When Anam Cara CEO Sharon Vard lost her daughter, Rachel, in 2004, there wasn’t even a dedicated leaflet for bereaved parents. Now Anam Cara offers an information pack with eight leaflets written by bereaved parents for bereaved parents, plus a website with resources.

Anam Cara Book of Remembrance.
Anam Cara Book of Remembrance.

“For parents in that initial, shell-shocked place, looking into a bleak future without their child, these resources don’t make things easier but they give hope — they’re reading about other parents who’ve found a way through. Because, in the beginning, you don’t think this is survivable.”

Majella didn’t know any bereaved parents when Daniel died. “One day I googled ‘how to cope with loss of a child’ and found Anam Cara. I went to parent meetings and met other bereaved parents. That’s extremely powerful because they understand. And you see them further down the road, you see them coping, they’ve survived this, and you know you’ll cope — because they are — and you can share how to cope.”

Crowds attending the annual Danny Crowley Memorial Swim
Crowds attending the annual Danny Crowley Memorial Swim

Bríd Carroll says it’s helpful to view grief as a dual process. Like a pendulum swinging between two halves of a sphere — one half loss-oriented (managing the loss) and the other restorative-oriented (managing daily tasks of life).
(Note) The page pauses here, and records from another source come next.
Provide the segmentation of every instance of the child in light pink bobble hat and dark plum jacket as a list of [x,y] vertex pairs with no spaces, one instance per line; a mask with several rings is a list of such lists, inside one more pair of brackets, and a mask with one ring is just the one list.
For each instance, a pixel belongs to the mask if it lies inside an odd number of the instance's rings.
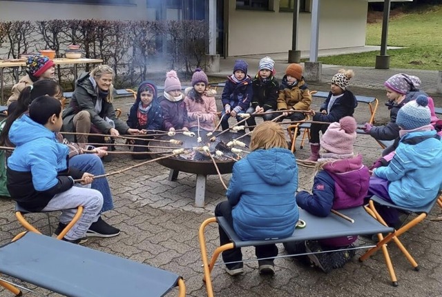
[[163,113],[163,129],[165,131],[188,131],[189,119],[186,104],[184,96],[181,94],[181,82],[175,70],[166,73],[164,94],[159,101]]

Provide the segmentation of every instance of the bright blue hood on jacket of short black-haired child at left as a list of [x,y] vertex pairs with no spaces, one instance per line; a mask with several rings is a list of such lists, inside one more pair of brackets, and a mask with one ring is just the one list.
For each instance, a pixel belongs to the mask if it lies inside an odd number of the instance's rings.
[[41,138],[55,139],[55,133],[48,130],[44,125],[35,123],[26,114],[15,120],[9,131],[9,139],[16,146]]

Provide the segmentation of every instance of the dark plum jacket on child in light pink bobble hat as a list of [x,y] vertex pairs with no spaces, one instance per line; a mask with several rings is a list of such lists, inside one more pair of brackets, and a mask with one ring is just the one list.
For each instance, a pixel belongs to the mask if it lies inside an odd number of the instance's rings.
[[186,103],[180,101],[170,101],[164,95],[159,98],[163,113],[163,130],[169,131],[171,127],[180,130],[184,127],[189,129],[189,118],[187,116]]

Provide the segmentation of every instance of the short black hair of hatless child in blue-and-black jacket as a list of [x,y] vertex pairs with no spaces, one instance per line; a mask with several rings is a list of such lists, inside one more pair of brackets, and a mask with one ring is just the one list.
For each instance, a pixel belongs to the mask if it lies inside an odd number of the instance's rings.
[[29,105],[29,117],[32,121],[44,125],[55,114],[57,118],[61,112],[61,102],[51,96],[39,96]]

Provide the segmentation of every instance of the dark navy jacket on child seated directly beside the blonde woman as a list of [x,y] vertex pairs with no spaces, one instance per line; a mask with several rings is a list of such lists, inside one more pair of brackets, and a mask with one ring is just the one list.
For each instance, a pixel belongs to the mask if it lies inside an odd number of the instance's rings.
[[[143,81],[140,85],[144,85],[146,83],[153,85],[153,88],[155,88],[155,94],[158,94],[157,88],[152,81]],[[137,99],[135,99],[135,102],[133,103],[131,110],[129,111],[128,119],[126,121],[127,125],[133,129],[138,130],[161,130],[163,126],[163,114],[162,108],[160,106],[160,103],[158,103],[156,96],[153,96],[153,100],[150,104],[151,109],[147,112],[147,123],[144,126],[140,125],[140,120],[138,119],[138,107],[140,105],[140,102],[141,94],[140,90],[138,90]]]

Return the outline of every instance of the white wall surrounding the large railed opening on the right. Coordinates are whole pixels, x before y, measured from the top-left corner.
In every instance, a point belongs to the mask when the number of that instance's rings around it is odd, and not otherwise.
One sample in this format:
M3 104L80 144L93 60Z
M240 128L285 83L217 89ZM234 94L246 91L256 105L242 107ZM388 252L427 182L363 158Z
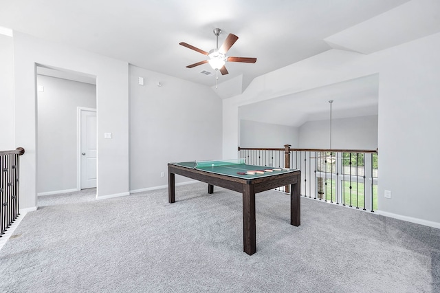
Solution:
M440 144L439 50L440 34L432 34L369 55L329 50L259 76L243 94L223 100L223 158L236 154L239 144L238 107L378 73L378 208L383 215L440 228L434 178ZM391 199L384 199L384 190L392 191Z

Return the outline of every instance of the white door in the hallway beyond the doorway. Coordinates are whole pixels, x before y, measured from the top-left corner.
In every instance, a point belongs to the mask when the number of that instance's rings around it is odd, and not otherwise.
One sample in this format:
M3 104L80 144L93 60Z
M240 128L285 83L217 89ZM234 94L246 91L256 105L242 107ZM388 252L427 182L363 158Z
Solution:
M80 188L96 187L96 111L80 111Z

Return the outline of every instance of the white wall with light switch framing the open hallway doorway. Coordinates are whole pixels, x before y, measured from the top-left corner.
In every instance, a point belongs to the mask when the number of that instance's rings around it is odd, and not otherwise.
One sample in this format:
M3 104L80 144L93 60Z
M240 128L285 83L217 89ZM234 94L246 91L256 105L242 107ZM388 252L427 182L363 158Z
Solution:
M36 206L36 64L96 76L97 196L129 194L129 65L14 32L15 139L21 156L20 207ZM111 140L104 133L113 133Z

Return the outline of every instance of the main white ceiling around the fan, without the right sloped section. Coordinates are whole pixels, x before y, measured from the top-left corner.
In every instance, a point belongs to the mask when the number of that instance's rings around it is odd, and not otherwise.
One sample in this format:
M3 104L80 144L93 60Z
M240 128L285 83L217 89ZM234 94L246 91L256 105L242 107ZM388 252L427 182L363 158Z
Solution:
M256 57L255 64L228 63L219 83L261 76L331 49L325 39L408 0L0 0L0 26L127 61L146 69L214 85L215 76L186 65L209 51L212 30L239 36L228 56Z

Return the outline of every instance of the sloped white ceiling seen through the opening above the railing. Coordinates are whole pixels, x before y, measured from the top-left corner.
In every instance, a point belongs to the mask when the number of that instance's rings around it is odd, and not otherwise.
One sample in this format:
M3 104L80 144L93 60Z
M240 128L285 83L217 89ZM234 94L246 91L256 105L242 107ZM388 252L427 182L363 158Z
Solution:
M326 87L256 102L239 108L243 120L300 127L307 121L377 115L379 76L371 75Z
“A parent might be sitting at the table in tears — and in five minutes they’re picking themselves up to get the kids from school. This moving in and out all the time really describes grief’s ebb and flow. Allowing ourselves to swing between our loss and our day-to-day tasks gives us resilience.”

What’s also profound for parents is telling their child’s story. “Being able to remember your child, all the details and nuances of them, the character they were, the legacy they left — being able to tell their story allows for connection that goes beyond grieving, really feeling the essence of your child is still with you in your life,” says Carroll, who explains parents need a witness to hear this story.

“It’s saying ‘my child existed, I was a parent to them’. It validates their parenting.”